Quella dell’acquisto in gruppo è una pratica usata da vari mercanti calabresi, siciliani e … marocchini di Porta Palazzo. A me hanno spiegato che è l’unico modo di sopravvivere di fronte alla prepotenza dei supermercati. Ma se la Repubblica mi paga (Bene!) posso scrivere un articolo in cui dimostrerò che queste sono chiare infiltrazioni Ndranghetiste, mafiose e della “Hascisc connection” nel capoluogo piemontese. Senza parlare del cinese sotto casa mia che è aperto non solo di domenica ma 24/24. Chi sa cosa combinano anche quelli lì?
Bisogna veramente andarlo a cercare lontano il fatto che Morsi che ha tanto da fare per imporsi in Egitto abbia già cominciato a conquistare il mondo. Anche se non è detto che non lo voglia fare un giorno, come ogni politico del resto. Ma il pezzo qui descritto non dimostra un bel niente. diffonde solo sospetti. Che non aiutano in niente il clima di guerra tra i poveri che già comincia ad invadere l’Italia… E Roma prima di tutto.
Rimane però un fondo di verità in quello che è stato detto. É vero che ambienti islamisti (di varie tendenze, origini e obbedienze) fanno girare soldi nell’immigrazione. Lo fanno anche gli induisti, le chiese ortodosse e le chiese evangeliche americane. Ma la particolarità di quelli che girano nel modno musulmano è che vanno a sostegno delle reti più radicali, più estremiste. Ma chi fa girare questi soldi?
I primi finanziatori dell’Islam politico, però, non sono i Fratelli Musulmani egiziani ma le cancellerie dei paesi del Golfo. Finanziano, da sempre, il radicalismo musulmano, nel mondo Islamico e fuori.

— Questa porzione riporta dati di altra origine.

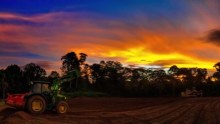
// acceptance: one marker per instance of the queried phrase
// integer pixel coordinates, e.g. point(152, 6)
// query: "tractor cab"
point(42, 96)
point(40, 87)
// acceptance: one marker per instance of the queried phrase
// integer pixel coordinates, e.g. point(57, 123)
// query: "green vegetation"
point(111, 78)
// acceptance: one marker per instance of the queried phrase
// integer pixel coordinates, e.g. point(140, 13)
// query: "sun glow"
point(142, 56)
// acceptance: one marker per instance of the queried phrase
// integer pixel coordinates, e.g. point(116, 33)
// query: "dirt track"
point(125, 110)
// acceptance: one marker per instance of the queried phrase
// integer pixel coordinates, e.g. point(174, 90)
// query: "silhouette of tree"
point(53, 76)
point(71, 65)
point(34, 72)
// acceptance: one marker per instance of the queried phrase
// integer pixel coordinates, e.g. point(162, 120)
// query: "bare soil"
point(123, 111)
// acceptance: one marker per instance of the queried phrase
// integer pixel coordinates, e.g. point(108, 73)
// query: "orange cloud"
point(145, 42)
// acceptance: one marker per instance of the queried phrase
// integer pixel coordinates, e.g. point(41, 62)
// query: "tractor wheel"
point(62, 107)
point(36, 105)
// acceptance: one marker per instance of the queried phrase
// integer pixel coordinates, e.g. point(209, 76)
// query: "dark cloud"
point(19, 22)
point(44, 64)
point(164, 63)
point(16, 49)
point(214, 36)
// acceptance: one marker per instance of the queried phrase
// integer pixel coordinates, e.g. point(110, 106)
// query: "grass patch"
point(84, 94)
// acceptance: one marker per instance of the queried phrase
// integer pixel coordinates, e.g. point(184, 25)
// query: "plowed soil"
point(123, 111)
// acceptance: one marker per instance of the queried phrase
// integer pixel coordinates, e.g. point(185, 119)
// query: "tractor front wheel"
point(36, 105)
point(62, 107)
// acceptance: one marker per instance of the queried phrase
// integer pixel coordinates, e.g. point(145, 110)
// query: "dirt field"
point(123, 111)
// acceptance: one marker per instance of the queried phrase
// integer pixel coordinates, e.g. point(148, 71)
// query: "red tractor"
point(40, 98)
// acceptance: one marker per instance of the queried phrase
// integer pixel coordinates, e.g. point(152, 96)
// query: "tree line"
point(112, 78)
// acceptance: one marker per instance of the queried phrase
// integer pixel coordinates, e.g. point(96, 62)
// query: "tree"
point(71, 65)
point(2, 83)
point(53, 76)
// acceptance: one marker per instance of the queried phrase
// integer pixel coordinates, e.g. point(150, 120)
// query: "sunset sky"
point(149, 33)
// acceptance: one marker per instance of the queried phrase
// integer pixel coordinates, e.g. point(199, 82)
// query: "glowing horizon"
point(151, 33)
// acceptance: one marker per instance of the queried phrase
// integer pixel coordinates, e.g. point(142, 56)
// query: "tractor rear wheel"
point(36, 105)
point(62, 107)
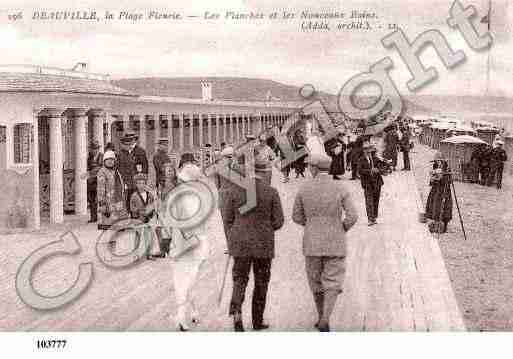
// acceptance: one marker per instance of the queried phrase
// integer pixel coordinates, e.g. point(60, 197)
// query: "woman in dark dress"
point(439, 202)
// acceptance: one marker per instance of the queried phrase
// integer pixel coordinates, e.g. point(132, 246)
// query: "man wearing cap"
point(94, 163)
point(250, 240)
point(264, 157)
point(131, 160)
point(497, 158)
point(159, 161)
point(325, 209)
point(371, 180)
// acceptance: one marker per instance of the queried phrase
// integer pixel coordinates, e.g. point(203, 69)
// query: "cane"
point(457, 206)
point(221, 290)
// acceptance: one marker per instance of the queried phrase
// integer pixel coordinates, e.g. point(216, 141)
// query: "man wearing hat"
point(131, 160)
point(371, 180)
point(497, 158)
point(94, 163)
point(159, 161)
point(325, 209)
point(250, 240)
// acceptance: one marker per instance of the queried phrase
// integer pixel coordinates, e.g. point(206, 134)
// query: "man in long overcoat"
point(391, 142)
point(371, 180)
point(250, 238)
point(325, 209)
point(131, 160)
point(94, 163)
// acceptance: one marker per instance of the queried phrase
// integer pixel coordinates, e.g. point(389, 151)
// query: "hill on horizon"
point(232, 88)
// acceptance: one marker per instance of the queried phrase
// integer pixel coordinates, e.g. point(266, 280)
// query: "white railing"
point(43, 70)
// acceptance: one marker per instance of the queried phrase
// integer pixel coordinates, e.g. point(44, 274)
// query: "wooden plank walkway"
point(396, 279)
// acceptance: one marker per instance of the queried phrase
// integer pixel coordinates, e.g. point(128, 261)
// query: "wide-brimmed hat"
point(227, 151)
point(186, 157)
point(140, 177)
point(189, 172)
point(94, 145)
point(109, 155)
point(163, 141)
point(128, 138)
point(320, 161)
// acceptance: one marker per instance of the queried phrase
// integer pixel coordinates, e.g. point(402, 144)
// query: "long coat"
point(367, 178)
point(439, 202)
point(159, 160)
point(391, 141)
point(324, 207)
point(337, 163)
point(252, 234)
point(128, 162)
point(110, 197)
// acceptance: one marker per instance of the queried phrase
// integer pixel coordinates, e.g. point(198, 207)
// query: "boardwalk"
point(396, 279)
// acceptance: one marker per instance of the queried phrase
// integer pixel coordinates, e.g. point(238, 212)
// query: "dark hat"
point(140, 177)
point(128, 138)
point(186, 157)
point(94, 145)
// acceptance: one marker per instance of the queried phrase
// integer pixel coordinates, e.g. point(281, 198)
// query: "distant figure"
point(142, 203)
point(131, 160)
point(391, 142)
point(335, 148)
point(325, 209)
point(264, 157)
point(404, 145)
point(439, 202)
point(111, 193)
point(371, 180)
point(94, 163)
point(160, 159)
point(250, 239)
point(497, 158)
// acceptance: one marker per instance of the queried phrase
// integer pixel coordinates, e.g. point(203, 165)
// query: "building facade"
point(49, 116)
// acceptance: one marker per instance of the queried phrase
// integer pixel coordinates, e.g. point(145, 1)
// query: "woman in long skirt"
point(187, 266)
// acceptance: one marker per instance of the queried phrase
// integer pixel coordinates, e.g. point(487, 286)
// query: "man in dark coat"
point(94, 163)
point(497, 158)
point(160, 159)
point(405, 148)
point(391, 141)
point(250, 238)
point(131, 160)
point(325, 209)
point(335, 148)
point(370, 177)
point(485, 159)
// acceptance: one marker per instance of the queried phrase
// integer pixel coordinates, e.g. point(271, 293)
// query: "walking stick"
point(457, 206)
point(221, 290)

Ma i grandi giornalisti di investigazione della stampa occidentale non raccontano quasi mai questo fatto che esiste ormai da anni, anzi da decenni. È forse per non dover spiegare al pubblico perché i finanziatori del fenomeno dell’Islam radicale, dichiarato ormai nemico pubblico numero uno, sono nello stesso tempo i migliori alleati dell’occidente. O per non raccontare anche che agiscono con l’approvazione e qualche volta persino l’appoggio di quei vari servizi di Intelligence occidentali che sarebbero così preoccupati dell’aumento dei fruttivendoli romani dall’accento cairota.